I'm suggesting that we have well-defined denotations for the pure types in Haskell, and that the various Haskell implementations be expected to implement those denotations. I'm fine with IO continuing to be the (non-denotational) "sin bin" until we find more appealing denotationally-founded replacements. I didn't answer your question as stated because I don't know what you include in "behaviour" for a functional program. I have operational associations with that word. - Conal On Sat, Mar 21, 2009 at 8:52 AM, Sittampalam, Ganesh < ganesh.sittampalam@credit-suisse.com> wrote:
Are you proposing to ban all implementation-dependent behaviour everywhere in Haskell? (Or perhaps relegate it all to IO?)
------------------------------ *From:* haskell-prime-bounces@haskell.org [mailto: haskell-prime-bounces@haskell.org] *On Behalf Of *Conal Elliott *Sent:* 21 March 2009 00:56 *To:* Achim Schneider *Cc:* haskell-prime@haskell.org *Subject:* Re: Specific denotations for pure types
yes, but dodgy isn't Bool, it's _a_ Bool.
Right. dodgy is _a_ Bool, and therefore its meaning is an element of the meaning of Bool. If _any_ element of Bool (e.g. dodgy) has a machine-dependent meaning, then the meaning of Bool itself much have a complex enough structure to contain such an element.
- Conal
On Fri, Mar 20, 2009 at 5:13 PM, Achim Schneider
wrote: Conal Elliott
wrote: Consider big :: Int big = 2147483647 dodgy :: Bool dodgy = big + 1 > big oops :: () oops = if dodgy then () else undefined
Assuming compositional semantics, the meaning of oops depends on the meaning of dodgy, which depends on the meaning of big+1, which is implementation-dependent.
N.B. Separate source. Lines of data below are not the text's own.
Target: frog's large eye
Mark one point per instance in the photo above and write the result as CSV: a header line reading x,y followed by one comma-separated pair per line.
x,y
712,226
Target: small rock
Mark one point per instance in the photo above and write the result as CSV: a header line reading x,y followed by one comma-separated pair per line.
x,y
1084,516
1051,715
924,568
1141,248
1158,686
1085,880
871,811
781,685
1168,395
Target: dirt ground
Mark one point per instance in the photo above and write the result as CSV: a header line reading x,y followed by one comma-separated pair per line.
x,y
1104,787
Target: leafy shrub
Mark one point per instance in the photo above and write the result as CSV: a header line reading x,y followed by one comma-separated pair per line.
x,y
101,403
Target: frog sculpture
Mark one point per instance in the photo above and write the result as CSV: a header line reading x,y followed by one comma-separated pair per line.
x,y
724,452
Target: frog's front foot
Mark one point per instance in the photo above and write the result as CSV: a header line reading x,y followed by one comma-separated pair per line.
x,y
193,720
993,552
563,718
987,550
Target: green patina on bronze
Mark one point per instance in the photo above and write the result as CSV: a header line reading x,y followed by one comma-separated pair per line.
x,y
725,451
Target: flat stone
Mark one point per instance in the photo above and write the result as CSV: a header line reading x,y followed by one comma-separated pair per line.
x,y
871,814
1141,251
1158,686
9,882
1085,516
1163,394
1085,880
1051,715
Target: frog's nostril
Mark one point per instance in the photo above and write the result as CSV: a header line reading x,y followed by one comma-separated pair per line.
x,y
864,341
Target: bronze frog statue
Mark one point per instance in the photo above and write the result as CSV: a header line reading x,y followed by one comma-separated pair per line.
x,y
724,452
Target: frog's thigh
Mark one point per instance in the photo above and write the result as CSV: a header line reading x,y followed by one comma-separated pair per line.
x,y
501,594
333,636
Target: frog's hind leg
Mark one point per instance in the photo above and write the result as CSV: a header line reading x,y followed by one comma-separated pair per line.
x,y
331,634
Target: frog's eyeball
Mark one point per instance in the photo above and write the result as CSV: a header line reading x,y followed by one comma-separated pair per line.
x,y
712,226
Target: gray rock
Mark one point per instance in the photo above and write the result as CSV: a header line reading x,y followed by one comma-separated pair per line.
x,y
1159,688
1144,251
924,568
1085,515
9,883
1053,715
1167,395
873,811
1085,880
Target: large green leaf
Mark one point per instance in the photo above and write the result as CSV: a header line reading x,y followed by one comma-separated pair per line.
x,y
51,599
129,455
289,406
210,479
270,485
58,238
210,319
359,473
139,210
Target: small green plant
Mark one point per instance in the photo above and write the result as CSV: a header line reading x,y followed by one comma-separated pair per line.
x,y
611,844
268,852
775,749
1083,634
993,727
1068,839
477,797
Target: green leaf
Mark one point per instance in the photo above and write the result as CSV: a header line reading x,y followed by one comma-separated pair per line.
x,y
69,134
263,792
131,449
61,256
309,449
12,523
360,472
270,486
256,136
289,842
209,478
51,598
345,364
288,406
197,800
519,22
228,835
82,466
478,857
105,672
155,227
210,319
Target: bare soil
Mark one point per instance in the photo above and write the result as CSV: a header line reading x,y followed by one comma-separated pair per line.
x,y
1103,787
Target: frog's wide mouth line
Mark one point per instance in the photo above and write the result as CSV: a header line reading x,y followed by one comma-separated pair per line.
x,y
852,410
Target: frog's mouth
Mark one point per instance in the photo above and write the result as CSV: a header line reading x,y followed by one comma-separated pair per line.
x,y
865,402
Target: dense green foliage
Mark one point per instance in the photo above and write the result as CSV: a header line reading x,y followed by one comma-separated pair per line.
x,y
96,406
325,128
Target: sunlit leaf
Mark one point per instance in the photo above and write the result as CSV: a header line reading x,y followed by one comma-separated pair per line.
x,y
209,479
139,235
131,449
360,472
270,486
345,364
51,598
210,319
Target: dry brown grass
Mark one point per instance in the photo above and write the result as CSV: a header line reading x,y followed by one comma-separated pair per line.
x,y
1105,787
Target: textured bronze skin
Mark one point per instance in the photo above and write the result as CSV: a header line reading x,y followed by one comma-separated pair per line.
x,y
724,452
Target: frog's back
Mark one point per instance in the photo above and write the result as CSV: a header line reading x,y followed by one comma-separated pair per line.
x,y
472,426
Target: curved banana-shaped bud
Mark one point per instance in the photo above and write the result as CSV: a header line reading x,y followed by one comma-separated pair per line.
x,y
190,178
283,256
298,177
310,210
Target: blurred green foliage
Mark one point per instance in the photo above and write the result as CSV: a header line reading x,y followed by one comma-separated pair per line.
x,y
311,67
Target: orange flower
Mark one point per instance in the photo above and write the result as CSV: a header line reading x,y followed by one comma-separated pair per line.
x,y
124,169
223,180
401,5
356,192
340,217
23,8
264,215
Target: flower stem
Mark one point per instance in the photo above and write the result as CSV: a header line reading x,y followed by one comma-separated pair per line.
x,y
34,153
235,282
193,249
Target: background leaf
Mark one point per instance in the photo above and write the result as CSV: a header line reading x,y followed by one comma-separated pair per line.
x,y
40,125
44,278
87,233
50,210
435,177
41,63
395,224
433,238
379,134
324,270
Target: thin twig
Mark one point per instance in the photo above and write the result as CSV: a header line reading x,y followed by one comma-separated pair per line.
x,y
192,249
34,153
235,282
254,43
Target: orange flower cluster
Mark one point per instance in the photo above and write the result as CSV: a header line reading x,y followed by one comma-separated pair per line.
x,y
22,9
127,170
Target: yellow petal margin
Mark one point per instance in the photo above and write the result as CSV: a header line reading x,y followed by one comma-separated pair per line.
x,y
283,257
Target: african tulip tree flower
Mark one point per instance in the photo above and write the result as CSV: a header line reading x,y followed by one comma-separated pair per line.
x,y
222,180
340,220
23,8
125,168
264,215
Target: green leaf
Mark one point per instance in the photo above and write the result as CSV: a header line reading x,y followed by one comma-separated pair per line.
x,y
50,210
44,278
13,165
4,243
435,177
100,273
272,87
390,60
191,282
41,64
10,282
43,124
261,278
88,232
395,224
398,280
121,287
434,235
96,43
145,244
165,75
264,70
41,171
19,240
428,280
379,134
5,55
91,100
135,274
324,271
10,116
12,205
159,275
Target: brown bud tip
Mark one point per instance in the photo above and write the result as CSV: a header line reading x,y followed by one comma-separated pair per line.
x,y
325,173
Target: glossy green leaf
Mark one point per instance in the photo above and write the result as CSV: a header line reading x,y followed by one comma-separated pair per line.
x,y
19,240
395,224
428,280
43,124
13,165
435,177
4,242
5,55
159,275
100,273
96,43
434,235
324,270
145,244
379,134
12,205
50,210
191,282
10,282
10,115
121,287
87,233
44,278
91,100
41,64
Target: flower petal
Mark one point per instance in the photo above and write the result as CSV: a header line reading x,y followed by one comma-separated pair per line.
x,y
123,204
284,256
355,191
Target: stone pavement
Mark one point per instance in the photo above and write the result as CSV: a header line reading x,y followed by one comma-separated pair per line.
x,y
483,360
yes, but dodgy isn't Bool, it's _a_ Bool. You're worried about the semantics of (>) :: Int -> Int -> Bool, (+) :: Int -> Int -> Int and that forall n > 0 . x + n > x doesn't hold for Int. There are infinitely many ways to get a Bool out of things that don't happen to be Int (not to mention infinitely many ways to get a Bool out of an Int in an architecture-independent manner), which makes me think it's quite err... fundamentalistic to generalise that forall Bool . MachineInfo -> Bool. In fact, if you can prove for a certain Bool that MachineInfo -> ThatBool, you (most likely) just found a bug in the program.
Shortly put: All that dodginess is fine with me, as long as it isn't the only way. Defaulting to machine-independent semantics at the expense of performance would be a most sensible thing, and Conal seems to think _way_ too abstractly.